Ruminations

Blog dedicated primarily to randomly selected news items; comments reflecting personal perceptions

Saturday, May 25, 2019

Seeking Solutions to Obesity

"This proves that [the gene] MC4R is an important, if not the most important, controller of weight." "[And the new pathway provides an obvious target for drugs to protect against obesity]."

Sadaf Farooqi, MBChB, PhD, professor of metabolism and medicine, University of Cambridge

"We think regulation of hunger and satiety is the key."
"There is food everywhere. If you are a little bit hungry and someone puts out a big plate of doughnuts at your meeting, who’s going to reach for the doughnuts?”
Cecilia Lindgren, professor of genomic endocrinology and metabolism, University of Oxford
Two studies published April 18 in the journal Cell have shone new light on the role genetics can play in developing obesity—or protecting against it.  CardiovascularBusiness

Those among us who always seem to be able to eat whatever they like and never gain weight are both admired and resented by the infinitely greater number of people who crave food constantly and frequently overdo it, ending up gaining weight that then threatens to impair their health and longevity, New research has revealed that the people who always look so trim have a faulty gene responsible for their unusual metabolism.

That genetic alteration in that relatively small number of people who don't seem to ever gain weight actually mutes their appetite so they are in fact not all that enthusiastic about eating. On the more positive end of the spectrum, not only do they remain physiologically spare but these people who never consume much food or think constantly about their next meal, have a reduced chance of becoming diabetic or struggling with heart disease.

The U.K. Biobank which has data on a half million people aged 40 to 60, formed the basis of the study published in the journal Cell, while a second study also published in the same journal made use of data from the same population to develop a genetic risk score for obesity which can help predict as early as childhood who would be at high risk for obesity.

The findings from both studies, when taken together, confirm that there are biological reasons for the reality that some people struggle with their weight and others have no need to. The biological impacts are recognized to focus on appetite, not on metabolism, where people who gain too much weight or struggle to retain normal weight feel hunger on a frequency scale not reflected by their naturally thin counterparts.

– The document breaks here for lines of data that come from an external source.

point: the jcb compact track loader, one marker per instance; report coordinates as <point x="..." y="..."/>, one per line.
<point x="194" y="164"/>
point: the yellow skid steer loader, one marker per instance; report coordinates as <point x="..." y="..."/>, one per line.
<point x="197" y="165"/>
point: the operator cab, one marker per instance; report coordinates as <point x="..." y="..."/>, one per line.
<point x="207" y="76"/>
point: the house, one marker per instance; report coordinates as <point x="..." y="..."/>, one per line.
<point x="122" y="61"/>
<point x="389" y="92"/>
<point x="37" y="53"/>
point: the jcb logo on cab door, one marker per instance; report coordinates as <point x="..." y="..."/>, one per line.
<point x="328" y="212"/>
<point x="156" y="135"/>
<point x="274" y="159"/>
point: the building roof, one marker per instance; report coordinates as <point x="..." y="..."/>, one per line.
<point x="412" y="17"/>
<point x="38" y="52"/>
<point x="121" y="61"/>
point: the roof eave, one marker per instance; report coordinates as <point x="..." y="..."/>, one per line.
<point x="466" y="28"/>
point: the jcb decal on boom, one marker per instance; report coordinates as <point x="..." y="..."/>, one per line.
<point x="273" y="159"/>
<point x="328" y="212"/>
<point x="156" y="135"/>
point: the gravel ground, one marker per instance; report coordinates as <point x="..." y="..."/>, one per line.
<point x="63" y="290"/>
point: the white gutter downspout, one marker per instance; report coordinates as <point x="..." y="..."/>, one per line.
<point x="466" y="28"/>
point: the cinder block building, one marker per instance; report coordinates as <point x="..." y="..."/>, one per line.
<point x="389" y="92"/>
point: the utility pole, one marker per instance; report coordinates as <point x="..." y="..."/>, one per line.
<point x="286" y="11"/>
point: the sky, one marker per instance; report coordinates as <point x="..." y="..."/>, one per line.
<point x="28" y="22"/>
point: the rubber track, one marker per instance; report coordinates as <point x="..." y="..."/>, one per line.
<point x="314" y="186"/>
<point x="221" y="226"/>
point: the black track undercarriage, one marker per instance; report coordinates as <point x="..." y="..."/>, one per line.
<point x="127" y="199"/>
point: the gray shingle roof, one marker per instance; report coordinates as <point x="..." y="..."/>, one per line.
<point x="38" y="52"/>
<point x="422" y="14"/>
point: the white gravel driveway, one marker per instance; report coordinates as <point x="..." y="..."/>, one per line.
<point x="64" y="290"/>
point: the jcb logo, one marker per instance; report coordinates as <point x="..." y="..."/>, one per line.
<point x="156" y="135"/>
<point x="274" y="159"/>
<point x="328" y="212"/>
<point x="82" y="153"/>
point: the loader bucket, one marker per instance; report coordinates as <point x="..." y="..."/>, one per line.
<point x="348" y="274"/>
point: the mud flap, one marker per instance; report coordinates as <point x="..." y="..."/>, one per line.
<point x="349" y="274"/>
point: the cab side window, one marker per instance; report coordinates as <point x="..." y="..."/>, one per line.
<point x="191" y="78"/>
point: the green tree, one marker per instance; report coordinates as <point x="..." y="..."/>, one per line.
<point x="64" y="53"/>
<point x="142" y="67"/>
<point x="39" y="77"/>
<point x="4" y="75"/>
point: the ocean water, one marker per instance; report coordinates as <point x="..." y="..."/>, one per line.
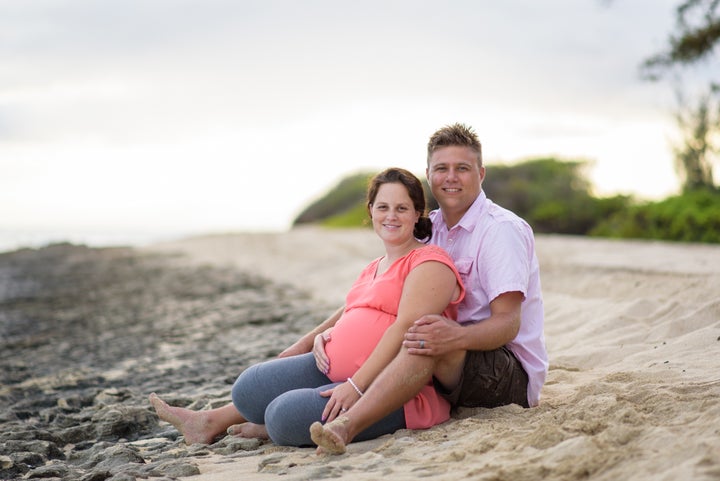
<point x="13" y="239"/>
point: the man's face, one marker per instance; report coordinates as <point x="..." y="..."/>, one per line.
<point x="455" y="180"/>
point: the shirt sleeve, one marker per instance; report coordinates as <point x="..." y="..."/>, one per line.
<point x="503" y="262"/>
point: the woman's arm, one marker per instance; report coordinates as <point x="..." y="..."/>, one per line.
<point x="428" y="289"/>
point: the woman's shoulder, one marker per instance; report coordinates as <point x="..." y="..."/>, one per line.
<point x="431" y="252"/>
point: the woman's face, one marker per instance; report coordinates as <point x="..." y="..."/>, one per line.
<point x="393" y="214"/>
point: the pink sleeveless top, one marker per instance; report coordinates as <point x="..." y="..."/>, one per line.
<point x="371" y="307"/>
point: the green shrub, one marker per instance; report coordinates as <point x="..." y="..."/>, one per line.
<point x="690" y="217"/>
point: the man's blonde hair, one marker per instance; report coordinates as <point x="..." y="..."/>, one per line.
<point x="455" y="135"/>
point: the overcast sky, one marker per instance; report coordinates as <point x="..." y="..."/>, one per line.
<point x="172" y="116"/>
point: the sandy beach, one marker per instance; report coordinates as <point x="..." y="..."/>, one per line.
<point x="633" y="391"/>
<point x="632" y="329"/>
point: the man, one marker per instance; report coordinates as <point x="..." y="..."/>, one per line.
<point x="496" y="354"/>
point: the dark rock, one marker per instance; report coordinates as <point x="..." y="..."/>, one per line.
<point x="88" y="334"/>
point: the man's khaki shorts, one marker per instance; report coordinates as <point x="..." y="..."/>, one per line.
<point x="489" y="379"/>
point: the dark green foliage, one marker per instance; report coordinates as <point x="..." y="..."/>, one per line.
<point x="554" y="197"/>
<point x="691" y="217"/>
<point x="551" y="195"/>
<point x="345" y="196"/>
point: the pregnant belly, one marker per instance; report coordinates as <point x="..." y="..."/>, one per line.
<point x="353" y="340"/>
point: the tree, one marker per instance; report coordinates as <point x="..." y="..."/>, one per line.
<point x="698" y="33"/>
<point x="695" y="156"/>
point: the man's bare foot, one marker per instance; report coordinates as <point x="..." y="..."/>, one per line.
<point x="193" y="425"/>
<point x="330" y="438"/>
<point x="249" y="430"/>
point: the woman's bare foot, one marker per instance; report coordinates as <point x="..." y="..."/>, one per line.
<point x="249" y="430"/>
<point x="195" y="426"/>
<point x="332" y="437"/>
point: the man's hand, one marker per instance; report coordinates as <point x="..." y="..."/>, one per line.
<point x="433" y="335"/>
<point x="342" y="397"/>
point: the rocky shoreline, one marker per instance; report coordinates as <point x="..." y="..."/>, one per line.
<point x="87" y="334"/>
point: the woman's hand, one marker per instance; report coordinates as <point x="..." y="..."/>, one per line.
<point x="301" y="346"/>
<point x="321" y="359"/>
<point x="342" y="397"/>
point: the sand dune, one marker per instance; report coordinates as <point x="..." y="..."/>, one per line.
<point x="633" y="392"/>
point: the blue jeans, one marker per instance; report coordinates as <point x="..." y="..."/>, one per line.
<point x="284" y="395"/>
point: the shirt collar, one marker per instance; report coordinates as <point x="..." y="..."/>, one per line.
<point x="469" y="219"/>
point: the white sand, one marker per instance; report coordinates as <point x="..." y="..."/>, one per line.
<point x="633" y="392"/>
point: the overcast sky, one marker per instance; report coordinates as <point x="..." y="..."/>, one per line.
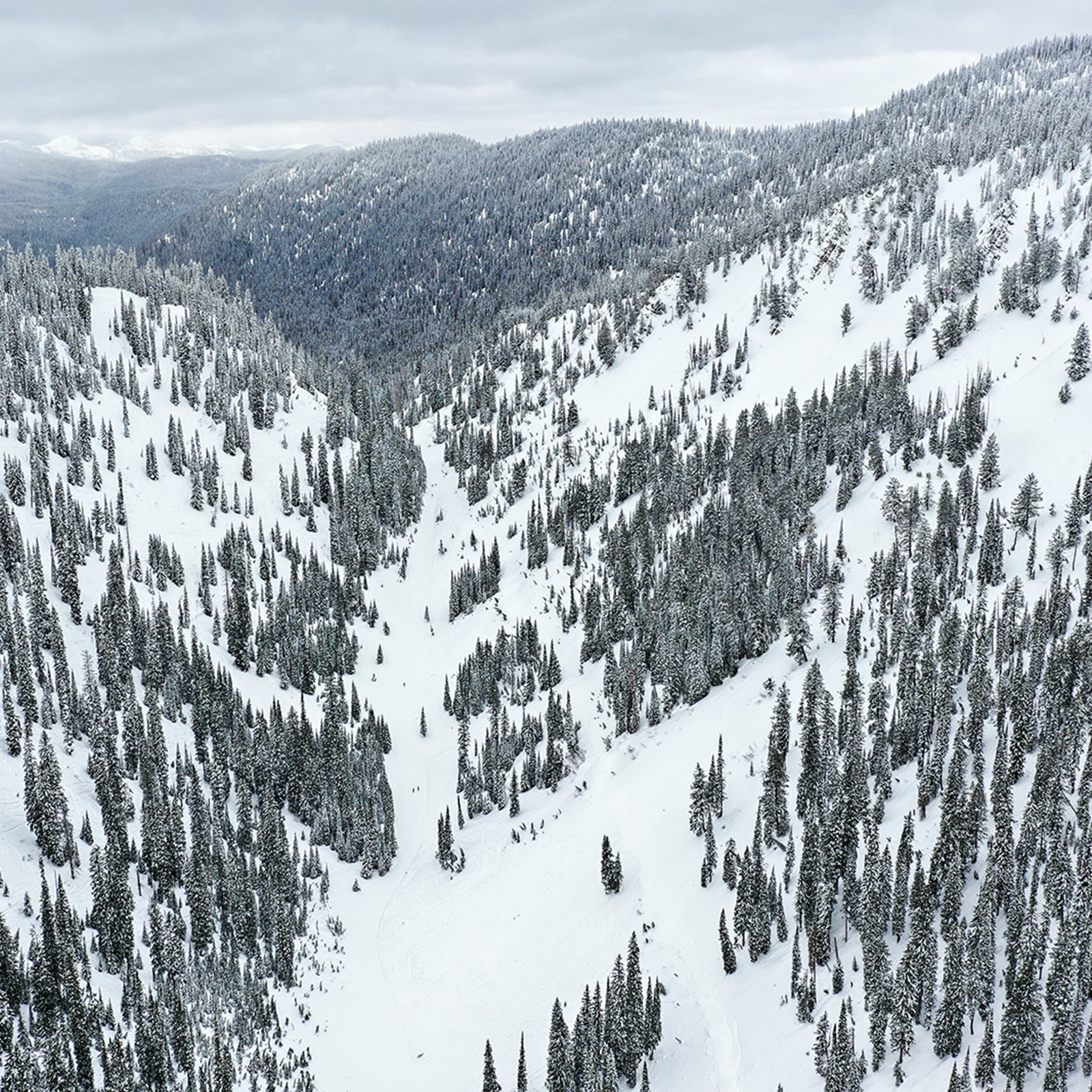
<point x="278" y="74"/>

The appetite-dulling mutation, led by Dr. Farooqi and Nick Wareham, an epidemiologist at the University of Cambridge, drew on Dr. Farooqi's research into the gene MC4R which she has studied for the past two decades. Her study of the gene was primarily in an effort to parse why it is that some people are overweight, not the opposite; why some people are not.

Endowed with MC4R mutations people tend toward obesity. As many as 300 mutations are located in this gene; the most common single gene cause of obesity. Six percent of children suffering from severe obesity can trace the cause to this gene mutation.

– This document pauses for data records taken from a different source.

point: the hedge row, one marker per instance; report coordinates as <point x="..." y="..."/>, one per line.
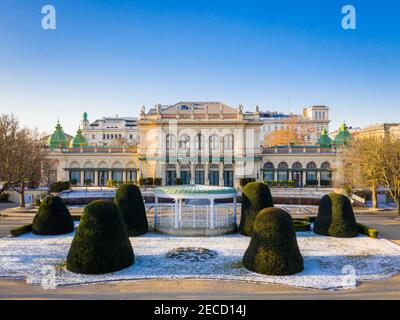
<point x="60" y="186"/>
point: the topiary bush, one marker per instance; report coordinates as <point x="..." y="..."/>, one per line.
<point x="101" y="243"/>
<point x="273" y="248"/>
<point x="255" y="197"/>
<point x="53" y="218"/>
<point x="130" y="202"/>
<point x="336" y="217"/>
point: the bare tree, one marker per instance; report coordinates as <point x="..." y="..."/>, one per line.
<point x="292" y="131"/>
<point x="23" y="160"/>
<point x="389" y="168"/>
<point x="361" y="166"/>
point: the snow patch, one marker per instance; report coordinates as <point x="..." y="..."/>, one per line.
<point x="324" y="260"/>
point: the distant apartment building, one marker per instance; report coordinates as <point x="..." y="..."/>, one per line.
<point x="111" y="131"/>
<point x="382" y="130"/>
<point x="309" y="124"/>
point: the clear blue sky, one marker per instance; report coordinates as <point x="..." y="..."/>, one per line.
<point x="110" y="57"/>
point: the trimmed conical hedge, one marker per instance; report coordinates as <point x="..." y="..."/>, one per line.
<point x="101" y="243"/>
<point x="130" y="202"/>
<point x="273" y="248"/>
<point x="255" y="197"/>
<point x="53" y="218"/>
<point x="336" y="217"/>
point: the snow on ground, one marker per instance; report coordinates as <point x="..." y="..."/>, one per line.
<point x="326" y="260"/>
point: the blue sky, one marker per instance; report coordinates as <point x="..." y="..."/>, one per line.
<point x="110" y="57"/>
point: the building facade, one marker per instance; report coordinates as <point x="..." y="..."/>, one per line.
<point x="207" y="143"/>
<point x="309" y="124"/>
<point x="380" y="131"/>
<point x="110" y="131"/>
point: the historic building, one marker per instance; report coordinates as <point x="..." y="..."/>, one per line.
<point x="110" y="131"/>
<point x="207" y="143"/>
<point x="383" y="130"/>
<point x="310" y="123"/>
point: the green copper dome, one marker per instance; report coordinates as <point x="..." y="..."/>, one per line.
<point x="324" y="140"/>
<point x="57" y="139"/>
<point x="79" y="140"/>
<point x="344" y="136"/>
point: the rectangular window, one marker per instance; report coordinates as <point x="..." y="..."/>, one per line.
<point x="75" y="177"/>
<point x="88" y="177"/>
<point x="103" y="177"/>
<point x="214" y="178"/>
<point x="268" y="176"/>
<point x="199" y="177"/>
<point x="117" y="176"/>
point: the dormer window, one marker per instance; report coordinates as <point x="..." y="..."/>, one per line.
<point x="185" y="107"/>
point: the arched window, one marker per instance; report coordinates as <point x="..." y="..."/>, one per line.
<point x="283" y="165"/>
<point x="326" y="166"/>
<point x="311" y="174"/>
<point x="297" y="166"/>
<point x="228" y="143"/>
<point x="184" y="143"/>
<point x="268" y="165"/>
<point x="170" y="174"/>
<point x="170" y="142"/>
<point x="214" y="142"/>
<point x="283" y="173"/>
<point x="311" y="166"/>
<point x="213" y="175"/>
<point x="199" y="142"/>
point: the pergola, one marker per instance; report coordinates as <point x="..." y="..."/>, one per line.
<point x="195" y="209"/>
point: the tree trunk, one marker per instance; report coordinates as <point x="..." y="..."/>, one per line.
<point x="22" y="196"/>
<point x="398" y="207"/>
<point x="375" y="204"/>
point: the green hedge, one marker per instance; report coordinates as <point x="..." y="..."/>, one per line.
<point x="273" y="248"/>
<point x="336" y="217"/>
<point x="101" y="243"/>
<point x="53" y="218"/>
<point x="255" y="197"/>
<point x="129" y="200"/>
<point x="60" y="186"/>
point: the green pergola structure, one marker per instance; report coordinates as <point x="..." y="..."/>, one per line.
<point x="194" y="196"/>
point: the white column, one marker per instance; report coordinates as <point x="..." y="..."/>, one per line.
<point x="221" y="173"/>
<point x="82" y="176"/>
<point x="180" y="212"/>
<point x="176" y="214"/>
<point x="206" y="173"/>
<point x="234" y="210"/>
<point x="155" y="211"/>
<point x="96" y="178"/>
<point x="212" y="214"/>
<point x="192" y="173"/>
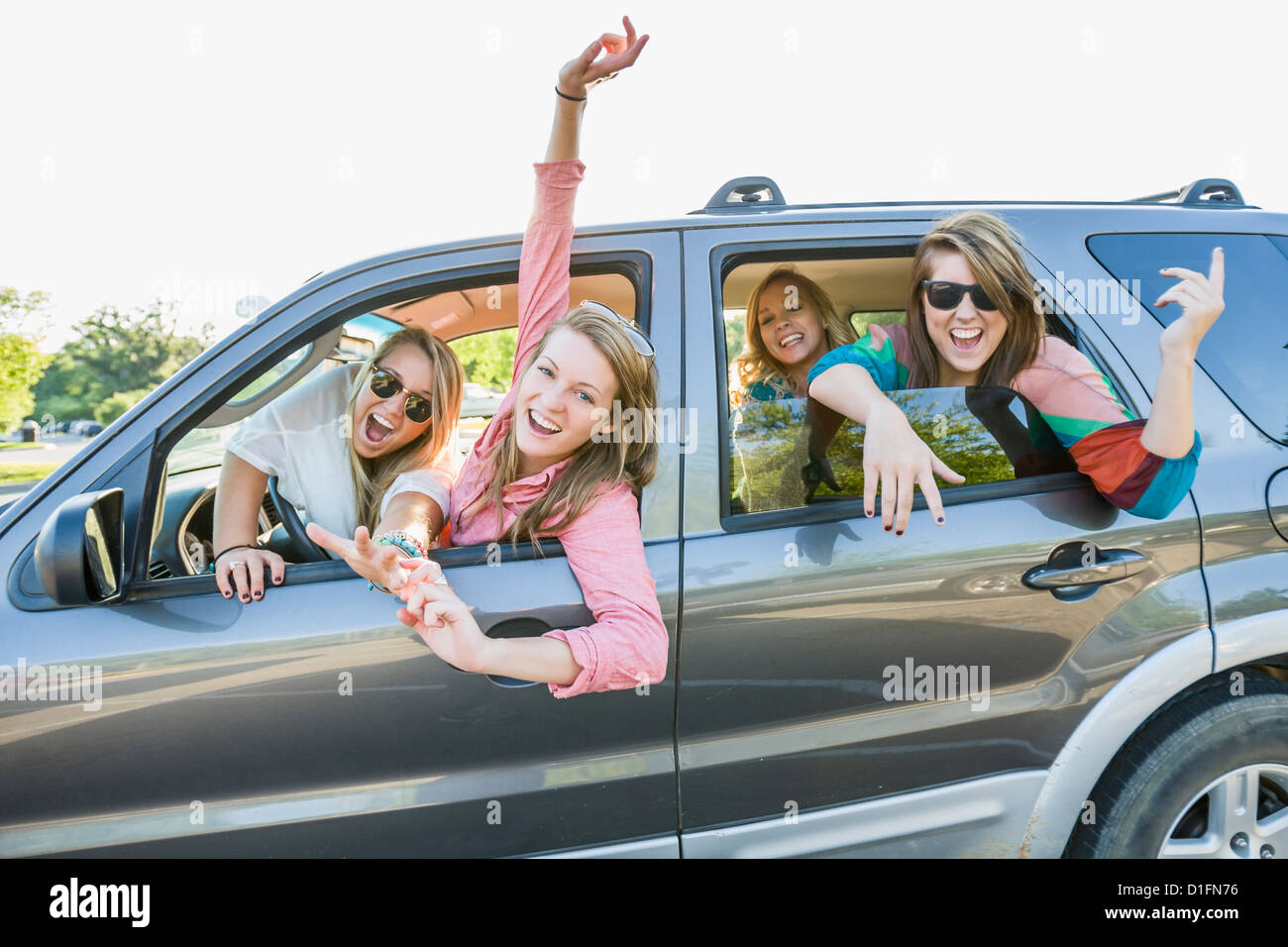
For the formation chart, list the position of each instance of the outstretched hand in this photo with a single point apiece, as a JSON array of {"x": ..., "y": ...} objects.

Satiety -- the feeling of fullness following a meal -- is destroyed by the mutations. When people eat a meal, the gene is automatically switched on to signal people that they have consumed their nutritional needs for that meal. When people consequently feel that 'full' signal they stop eating, and the signal turns off.

Those people carrying a mutation in MC4R preventing the gene from doing its work are absent the signal of satiety. Consequently they always feel the need to eat, and as a result become overweight, with a risk of diabetes and heart disease 50 percent more elevated than those lacking the mutation.

In some people, according to the new study, the MC4R gene is always turned to 'on'; they feel full always. And 6 percent of the population is affected by that mutant gene.

As for the related study, Dr. Amit V. Khera, a cardiologist at Massachusetts General Hospital and fellow researchers were looking for a method to predict out of a huge collection of minuscule variations in DNA, who might be destined to struggle with weight gain. As a result, the scientists designed an obesity risk score based on DNA alternations, such that people with the highest score weighed 13 kilograms more on average than those with the lowest scores.

The very obese saw 60 percent scoring high. And since the  U.K. Biobank population data consisted of adults, the scientists made use of other genetic studies where at birth, babies with high scores weighed the same as babies with low scores. But by three-and-a-half, they were heavier and by age eight, they were obese. Late adolescence saw them weighing on average 13 kilograms more than children with low risk scores.

"Those eight years might be magical and give you a unique opportunity to make a difference", observed Dr. Joel Hirschhorn, a geneticist at Boston Children's Hospital.